Open questions about possible syntax:

And one final question: Should the name of this compiler plugin be changed if/when support for diagramming any function lands?

vlsi commented 1 year ago

However, the placement of this String parameter could differ from function to function which makes support of any function more challenging

@bnorm , have you explored the possibility of annotation-based configuration? I've released https://github.com/vlsi/kotlin-argument-expression#motivation which supplies caller argument expression via specially-annotated parameters.

That enables designing APIs that are usable with and without the compiler plugin.

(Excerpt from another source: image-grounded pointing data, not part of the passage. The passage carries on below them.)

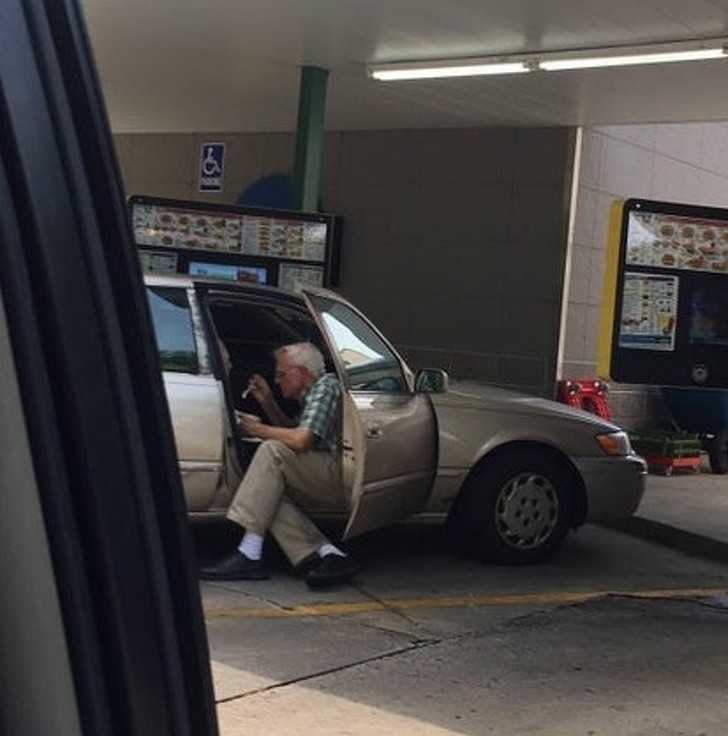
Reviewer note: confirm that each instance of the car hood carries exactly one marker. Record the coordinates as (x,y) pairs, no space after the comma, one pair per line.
(472,395)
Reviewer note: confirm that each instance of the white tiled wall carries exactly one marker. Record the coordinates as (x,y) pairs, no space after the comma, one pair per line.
(678,162)
(454,240)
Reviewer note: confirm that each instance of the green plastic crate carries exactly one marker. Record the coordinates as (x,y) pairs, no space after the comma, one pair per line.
(665,443)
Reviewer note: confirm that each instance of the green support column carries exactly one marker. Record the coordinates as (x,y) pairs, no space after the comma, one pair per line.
(309,138)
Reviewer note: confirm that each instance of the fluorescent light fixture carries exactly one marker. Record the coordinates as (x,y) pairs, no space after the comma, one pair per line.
(680,51)
(438,70)
(662,57)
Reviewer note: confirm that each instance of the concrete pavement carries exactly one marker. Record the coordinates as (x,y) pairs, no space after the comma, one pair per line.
(379,658)
(687,511)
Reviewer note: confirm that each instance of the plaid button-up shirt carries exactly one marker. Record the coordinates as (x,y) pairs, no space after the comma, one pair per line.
(320,411)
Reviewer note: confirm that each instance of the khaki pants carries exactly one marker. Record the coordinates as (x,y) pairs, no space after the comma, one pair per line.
(266,497)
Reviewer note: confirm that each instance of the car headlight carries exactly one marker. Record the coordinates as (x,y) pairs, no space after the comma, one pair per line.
(615,443)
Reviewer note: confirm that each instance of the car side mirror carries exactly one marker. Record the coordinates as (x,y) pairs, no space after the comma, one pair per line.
(432,381)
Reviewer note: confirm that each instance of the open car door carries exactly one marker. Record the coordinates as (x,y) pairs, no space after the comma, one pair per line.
(389,432)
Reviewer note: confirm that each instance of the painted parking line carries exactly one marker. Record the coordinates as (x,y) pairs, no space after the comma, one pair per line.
(401,605)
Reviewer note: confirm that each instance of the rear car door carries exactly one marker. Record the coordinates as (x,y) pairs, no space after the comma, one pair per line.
(389,442)
(193,393)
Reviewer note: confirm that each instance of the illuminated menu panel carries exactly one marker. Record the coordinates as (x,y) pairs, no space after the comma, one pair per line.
(266,236)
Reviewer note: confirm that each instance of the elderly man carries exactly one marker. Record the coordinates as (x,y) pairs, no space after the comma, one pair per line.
(297,461)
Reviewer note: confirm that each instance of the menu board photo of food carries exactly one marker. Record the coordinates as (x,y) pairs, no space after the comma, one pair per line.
(671,241)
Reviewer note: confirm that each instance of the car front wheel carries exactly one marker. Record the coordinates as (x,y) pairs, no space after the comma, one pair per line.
(515,509)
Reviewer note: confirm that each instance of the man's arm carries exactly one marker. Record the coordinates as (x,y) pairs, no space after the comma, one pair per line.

org.junit.Assert.assertEquals(1,2)->(*,1,2) # how to transform overloads

It might go as an annotation on top of Assert.assertEquals, so the library author can design and support the diagrams.

For instance:

class Assert {
    @ReplaceWith(target="assertEqualsWithDiagram")
    void assertEquals(Object a, Object b) { ... }

    void assertEqualsWithDiagram(
        Object a,
        Object b,
        @CallDiagram
        String diagram
    ) { ... }

Of course, having text-like configuration when library author does not use annotations might be helpful, however, it would be nice to come up with a way that could be integrated into the libraries.


Should the name of this compiler plugin be changed if/when support for diagramming any function lands?

You probably need several plugins:

It is fine to have several Gradle plugins within a single Jar, however, shipping several plugins would make it easier for the users to opt-out of the plugin settings.

vlsi commented 1 year ago

I've filed a request to see what JUnit folks think of adding annotations to support diagram-like cases: https://github.com/junit-team/junit5/issues/3176

WDYT of creating an umbrella organization like https://github.com/argument-expression-4j-team (or whatever name) to house projects like the spec for annotations (e.g. @CallerArgumentExpression, @WrapWith, @ReplaceWith), java-power-assert, kotlin-power-assert?

bnorm commented 1 year ago

[...] have you explored the possibility of annotation-based configuration?

Yes, actually! This idea was suggested to me and I think is probably the best way to go. I'd still like to support specifying functions via the Gradle configuration - for simple cases at least - as that will be important if you use a library which can't or doesn't natively integrate with the kotlin-power-assert support library (Kotlin assert, JUnit, etc). But I'm hoping to start work on this soon as it is yet another part of #45.

WDYT of creating an umbrella organization [...]

I'm happy to consume something like that but doubt I have the time to sufficiently support and start such an initiative. I'll watch those tickets though to stay up-to-date with the conversation.